Estimated Childcare Business Value
When attempting to logically derive or arrive at a number, most will evaluate a business on its ability to return an investment over a fixed period of time, with an acceptable margin of risk. Simply stated, it is the buyer’s ability to get their invested money back over a number of years. This is most often calculated by multiplying the business’ annual earnings by some number, usually referred to as the earnings multiplier, to derive an estimated business value.
Annual Earnings x Multiplier = Estimated Childcare Business Value
Earnings
The first step in determining a business’ value is deciding what earnings figure to multiply. This question often causes the greatest point of conflict between sellers and buyers in deriving a logical value of a business’ worth because historical profits earned by the seller in the past are not accurate indicators of the buyer’s future earnings. It is the opinion of HINGE Advisors that it is the ability to make future earnings that determine the business’ worth. But even more confusing is the owner’s salary, perks, and other one-time expenses. Since a buyer will operate differently than the seller, differences in expenses must be accounted for in the future projection. Therefore, it is imperative for a potential buyer to adjust the center’s past financial statements to reflect future operations.
To build a proforma, or projected financial statements, that gives a good indication of predicted future income, first obtain an average of historical adjusted earnings. A common definition used by accountants and lenders for these numbers is “Earnings Before Interest and Taxes” (EBIT) with adjustments to these historical numbers based on future projected operations.

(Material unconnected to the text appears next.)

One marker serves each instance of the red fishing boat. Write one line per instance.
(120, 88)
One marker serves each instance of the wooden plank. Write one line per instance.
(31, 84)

To illustrate, let’s look at an oversimplified, imaginary childcare center. This childcare center has been collecting tuition and other related income at about $1 million per year for the past three years. After analyzing operations quality, potential future competition and business environment, it is predicted that the center is likely to collect this amount of money in the future. Therefore, the center’s gross income is used as the basis for building a proforma of future predicted EBIT. Next, the costliest fixed expense is rent or mortgage payments. These are calculated based on the terms offered by the seller (usually defined by the appraised value of the facility) and other fixed expenses such as property taxes and vehicle leases or payments. Finally, variable expenses such as payroll, other related staffing costs, food, supplies, utilities, office expenses, etc. are applied.
Annual Gross………………………………...….……….. $1,000,000
Less: Rent............................................................ $150,000
Other Fixed Costs…………………………………….… $50,000
Estimated Variable Costs………………………….… $700,000
Projected Annual Future Earnings (or EBIT)… $100,000
The “Multiplier”
After obtaining a projection of future earnings, it is necessary to decide what number to multiply earnings by to get a value of the business. The multiplier chosen represents the number of years it will take a buyer to recoup his investment in the business. This multiplier will vary based on the risk of the business, considering such factors as longevity, stability, current and potential competition, the ability to expand the market, etc. For most businesses, the multiple is somewhere between three to five times EBIT but can be less when there is extreme risk or more when the business is especially attractive. What this means to the buyer is that he can get his investment back in three to five years from profits. That’s equal to an annual return on your investment between 20 to 33 percent. Using our previous example, the child care business is worth between $300,000 and $500,000.
EBIT of $100,000
X
Earnings Multiplier of 3
=
$300,000
EBIT of $100,000
X
Earnings Multiplier of 5
=
$500,000
This EBIT approach is a rule of thumb that can be applied as a starting point to evaluate a childcare business for many different purposes. Because it is a rule of thumb and not an exact science, many factors have the potential to influence business value beyond this formula. Potential positive influences include location, competition, building and playground condition, stable management, strong curriculum, staff and cost management procedures. And again, in the long run, value is relative to each individual and can only be determined by what a ready and willing buyer is willing to pay.